Das Deutsche Institut für Menschenrechte beklagt zu Recht, dass es bisher in Deutschland weder auf Bundes- noch auf Landesebene unabhängige Einrichtungen gibt, "die menschenrechtssensible Bereiche umfassend und effektiv überwachen".
Bei der Polizei und beim Bundesgrenzschutz fehlen innerstaatliche unabhängige Kontrolleinrichtungen komplett, ebenso in Pflegeheimen und in geschlossenen Anstalten zur Unterbringung von Kindern und Jugendlichen.
Will Deutschland nun über die Ratifizierung des Zusatzprotokolls zur UN-Anti-Folter-Konvention wieder schändliche sechs Jahre lang debattieren wie seinerzeit über die Annahme der Anti-Folter-Konvention selbst? Damals fürchtete man, Flüchtlinge könnten die Konvention zur Erlangung eines Bleiberechts in Deutschland ausnutzen.
Die Strafjustiz kommt immer erst hinterher – nach der Tat, nach dem Verstoß; trotzdem wird das Urteil des Gerichts über den Polizeivizepräsidenten Daschner präventive Kraft haben.

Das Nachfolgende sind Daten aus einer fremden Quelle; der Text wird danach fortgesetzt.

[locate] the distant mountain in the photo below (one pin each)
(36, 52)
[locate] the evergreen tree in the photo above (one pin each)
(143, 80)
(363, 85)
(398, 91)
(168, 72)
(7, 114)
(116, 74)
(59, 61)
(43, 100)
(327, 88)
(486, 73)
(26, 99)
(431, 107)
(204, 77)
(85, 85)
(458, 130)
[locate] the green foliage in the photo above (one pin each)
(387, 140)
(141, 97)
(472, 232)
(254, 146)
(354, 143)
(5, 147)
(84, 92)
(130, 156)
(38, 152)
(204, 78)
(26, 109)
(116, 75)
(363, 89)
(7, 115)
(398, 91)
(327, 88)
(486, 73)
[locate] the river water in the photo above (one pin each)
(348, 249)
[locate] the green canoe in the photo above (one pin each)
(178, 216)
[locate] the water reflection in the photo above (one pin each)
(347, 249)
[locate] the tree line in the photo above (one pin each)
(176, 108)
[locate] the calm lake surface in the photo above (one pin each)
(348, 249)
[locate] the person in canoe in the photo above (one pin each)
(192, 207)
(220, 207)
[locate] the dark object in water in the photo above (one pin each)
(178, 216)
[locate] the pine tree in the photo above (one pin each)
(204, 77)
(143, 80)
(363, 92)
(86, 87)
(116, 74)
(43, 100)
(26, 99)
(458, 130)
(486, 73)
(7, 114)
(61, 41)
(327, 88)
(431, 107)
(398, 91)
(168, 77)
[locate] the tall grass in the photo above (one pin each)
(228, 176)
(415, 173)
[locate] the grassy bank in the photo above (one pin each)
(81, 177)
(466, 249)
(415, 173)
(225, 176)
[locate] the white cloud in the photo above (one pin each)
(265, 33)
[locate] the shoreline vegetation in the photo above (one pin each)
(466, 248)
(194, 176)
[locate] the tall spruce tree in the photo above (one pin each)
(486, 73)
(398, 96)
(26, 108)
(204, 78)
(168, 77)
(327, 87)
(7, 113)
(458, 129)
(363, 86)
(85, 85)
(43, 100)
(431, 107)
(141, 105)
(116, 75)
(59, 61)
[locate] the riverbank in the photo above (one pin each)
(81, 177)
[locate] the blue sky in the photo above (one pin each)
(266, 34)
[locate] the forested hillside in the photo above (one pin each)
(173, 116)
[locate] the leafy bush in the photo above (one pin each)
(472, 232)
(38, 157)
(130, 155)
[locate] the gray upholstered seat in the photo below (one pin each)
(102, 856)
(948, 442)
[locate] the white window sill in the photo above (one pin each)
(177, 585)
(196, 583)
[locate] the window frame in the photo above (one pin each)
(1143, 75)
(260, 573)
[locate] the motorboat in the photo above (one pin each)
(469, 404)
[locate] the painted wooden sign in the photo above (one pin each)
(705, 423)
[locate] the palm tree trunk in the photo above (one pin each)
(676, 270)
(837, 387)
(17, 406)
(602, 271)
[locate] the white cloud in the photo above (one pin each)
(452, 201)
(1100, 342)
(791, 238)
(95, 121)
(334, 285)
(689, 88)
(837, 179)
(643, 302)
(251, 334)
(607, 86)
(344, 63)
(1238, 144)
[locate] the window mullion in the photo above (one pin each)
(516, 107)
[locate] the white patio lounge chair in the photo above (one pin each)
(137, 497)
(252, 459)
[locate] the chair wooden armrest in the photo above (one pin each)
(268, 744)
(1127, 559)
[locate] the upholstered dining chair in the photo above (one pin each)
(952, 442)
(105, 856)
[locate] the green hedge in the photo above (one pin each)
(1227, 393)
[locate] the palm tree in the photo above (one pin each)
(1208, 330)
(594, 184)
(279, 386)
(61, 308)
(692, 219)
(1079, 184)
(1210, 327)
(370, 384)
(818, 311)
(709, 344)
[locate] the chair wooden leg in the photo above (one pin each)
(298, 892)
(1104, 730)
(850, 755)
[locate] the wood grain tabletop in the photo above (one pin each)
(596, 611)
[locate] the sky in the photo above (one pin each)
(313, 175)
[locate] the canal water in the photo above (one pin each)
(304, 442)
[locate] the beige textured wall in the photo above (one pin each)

Sicherlich handelt es sich um zwei Ebenen: Die Frage nach der Zulässigkeit polizeilicher Folter als staatliche Maßnahme gehört zu der einen Ebene, die nach der strafrechtlichen Beurteilung des Menschen Daschner zur anderen. Aber das Strafgericht wird das Folter-Verbot nicht so hoch hängen dürfen, dass die polizeiliche Praxis künftig bequem unten durch laufen kann.